Je prends appuis d’une main sur bord du parapet et saute aussi lestement que le permet mon protect sur le sol du stadium. L’œil du borgne examine mon visage maculé.

– T’en as respiré ?
– Non, Je ne crois pas. J’ai couru en apnée. Enfin presque…

Il manipule négligemment mon masque qui pend sur le plastron du protect.

– Peut-être un problème de ventouse. Un défaut de compression. Ça peut arriver, il fait chaud…

Puis, me fixant à nouveau, il lâche :

– Tu viens des zones périphériques sud, c’est ça ?
– Oui, Master, sud-est.
– La poussière, vous connaissez, je crois, ceux du sud-est ?…

Rien à répondre, juste un semblant de sourire crispé. Je n’aime pas les façons du Master, cette jouissance à mettre mal à l’aise avec des remarques équivoques. M’a t-il vu courir sans masque ? Enfreindre le règlement ?.. Non, il me rappelle seulement d’où je sorts. Il me situe par rapport à lui et il se venge de l’humiliation que lui fait subir Akkkil. Certains affirme qu’Akkkil vient du sud-est, lui aussi. Qu’il cache des pupilles jaunes derrière ses lentilles… En fait, c’est Akkkil qui est visé à travers moi, il le ramène à ses origines supposées. Mesquineries, frustrations, les bêtes montrent leurs crocs… J’en ai rien à foutre de tout ça. Moi, je suis un coureur, un bon coureur. Le meilleur, ils le savent. Et je serais Finisseur, le Finisseur. C’est tout ce qui m’intéresse : courir. Courir plus vite, plus fort, encore…

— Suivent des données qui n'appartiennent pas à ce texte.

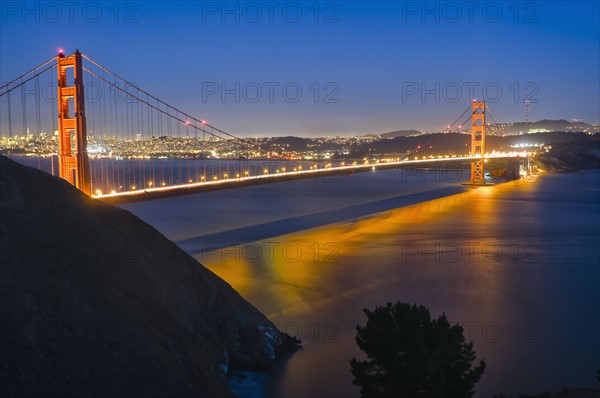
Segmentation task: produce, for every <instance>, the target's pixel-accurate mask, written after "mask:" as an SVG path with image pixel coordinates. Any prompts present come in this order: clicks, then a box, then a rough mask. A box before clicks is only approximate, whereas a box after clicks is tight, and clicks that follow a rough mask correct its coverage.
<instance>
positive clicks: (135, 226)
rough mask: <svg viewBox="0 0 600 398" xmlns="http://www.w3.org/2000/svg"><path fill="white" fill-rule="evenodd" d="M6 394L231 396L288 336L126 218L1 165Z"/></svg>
mask: <svg viewBox="0 0 600 398" xmlns="http://www.w3.org/2000/svg"><path fill="white" fill-rule="evenodd" d="M0 248H1V253H0V254H1V257H0V316H1V334H0V338H1V339H2V340H1V345H0V347H1V352H0V360H1V362H2V365H1V374H0V396H2V397H9V396H14V397H17V396H18V397H27V396H46V397H47V396H71V397H135V396H138V397H142V396H143V397H151V396H161V397H166V396H195V397H203V396H206V397H214V396H231V394H230V392H229V391H228V390H227V388H226V387H225V379H226V374H227V371H228V369H229V368H230V367H236V368H238V369H240V368H254V369H256V368H266V367H269V366H271V365H272V364H273V359H274V356H275V353H276V351H278V350H279V349H280V348H281V347H282V344H283V343H284V341H285V342H287V340H288V339H287V338H286V337H285V336H284V335H282V334H281V333H280V332H279V331H278V330H277V329H276V328H275V326H274V325H273V324H272V323H271V322H269V321H268V320H267V319H266V318H265V317H264V316H263V315H262V314H261V313H260V312H258V311H257V310H256V309H255V308H254V307H253V306H251V305H250V304H249V303H248V302H246V301H245V300H244V299H243V298H242V297H241V296H240V295H239V294H238V293H237V292H235V291H234V290H233V289H232V288H231V287H230V286H229V285H228V284H227V283H225V282H224V281H223V280H221V279H220V278H218V277H217V276H215V275H214V274H213V273H212V272H210V271H208V270H207V269H206V268H204V267H203V266H202V265H201V264H199V263H198V262H197V261H196V260H194V259H193V258H192V257H190V256H188V255H187V254H186V253H184V252H183V251H182V250H180V249H179V248H178V247H177V246H176V245H175V244H174V243H172V242H171V241H169V240H167V239H166V238H165V237H164V236H163V235H161V234H160V233H159V232H158V231H156V230H155V229H154V228H152V227H151V226H149V225H148V224H146V223H145V222H143V221H141V220H140V219H138V218H137V217H135V216H133V215H132V214H130V213H129V212H127V211H125V210H122V209H118V208H115V207H112V206H110V205H107V204H105V203H102V202H100V201H95V200H92V199H89V198H88V197H86V196H84V195H83V194H82V193H80V192H79V191H77V190H76V189H75V188H73V187H72V186H71V185H69V184H68V183H66V182H65V181H62V180H60V179H58V178H56V177H52V176H50V175H47V174H44V173H42V172H38V171H35V170H33V169H30V168H26V167H24V166H21V165H18V164H16V163H15V162H12V161H11V160H9V159H7V158H5V157H2V156H0Z"/></svg>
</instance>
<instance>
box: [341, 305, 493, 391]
mask: <svg viewBox="0 0 600 398" xmlns="http://www.w3.org/2000/svg"><path fill="white" fill-rule="evenodd" d="M363 311H364V313H365V314H366V315H367V318H368V319H367V324H366V326H364V327H362V326H360V325H357V326H356V343H357V344H358V346H359V347H360V349H361V350H363V351H364V352H365V353H366V355H367V358H368V359H367V360H364V361H360V360H358V359H356V358H352V360H351V361H350V366H351V368H352V375H353V376H354V380H353V383H354V384H356V385H358V386H360V391H361V395H362V397H363V398H374V397H395V398H402V397H410V398H414V397H435V398H437V397H453V398H454V397H457V398H460V397H471V396H473V393H474V391H473V387H474V385H475V384H476V383H477V382H478V381H479V379H480V378H481V375H482V374H483V372H484V370H485V361H484V360H481V361H480V362H479V365H478V366H476V367H472V364H471V363H472V362H473V361H474V360H475V357H476V356H475V352H474V351H473V343H472V342H469V343H466V342H465V338H464V336H463V328H462V326H460V325H459V324H455V325H453V326H451V325H450V323H448V319H447V318H446V315H445V314H442V315H441V316H440V317H438V318H437V319H431V315H430V314H429V309H428V308H426V307H424V306H418V307H417V306H416V305H410V304H408V303H400V302H398V303H396V304H391V303H387V305H386V306H385V307H376V308H375V310H374V311H370V310H368V309H366V308H365V309H364V310H363Z"/></svg>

– Voilà l’explication du décrochage …

Akkkil se décide à nous rejoindre. Il s’assoit sur le bord de la piste et se laisse glisser le long du parapet.

– Un défaut technique, Kairos, juste un problème de matériel.

Si Akkkil appelle le Chronosmaster par son nom, ce n’est pas par irrespect ou provocation, ils se connaissent depuis longtemps, il y a eu des histoires entre-eux lors d’un Ring. Je n’étais même pas Néo alors. Tout ça est assez confus et je m’en fous. Mais la justification d’Akkkil me convient parfaitement.

– Oui, ça m’a perturbé, Master. Pendant un instant, j’ai perdu le contrôle du rythme. Je me suis éloigné.
– Rien ne doit perturber un Voltigeur ! Tu devrais avoir intégré ça, t’es plus un Néo, Fucklé! L’ index du Master frappe mon plastron, scandant ses paroles. Tu es le Voltigeur du Trium Premier, Ektor, celui qui courra le Ring. Le Masque, pff !…

Puis s’écartant de moi, il poursuit à l’intention du groupe :

– Le problème c’est que vous êtes trop lents. Trop lents, loin des objectifs de progression prévus.
– Ce ne sont pas les statistiques qui forment un bon Trium, Kairos, répond fermement Akkkil. Tu le sais mieux que personne. On est lent, d’accord, mais on a du temps, le Ring c’est pas pour demain… C’est la cohésion qui compte et nous n’avons pas encore le même tempo. Il faut régler ça. Tu as dû l’entendre sur les enregistrements: la cohésion n’y est pas encore… Pour la vitesse, on a le temps.
– La cohésion… Quand ton Voltigeur et ton Défenseur auront giclé, quand tu resteras seul sur le chemin de ronde ! Tu parles, la cohésion…
– Si je reste seul du Trium dans la course, il n’y aura plus beaucoup de monde pour me barrer la route. Ils auront fait le ménage, crois-moi ! J’ai voulu les meilleurs, je les ai, tu le sais.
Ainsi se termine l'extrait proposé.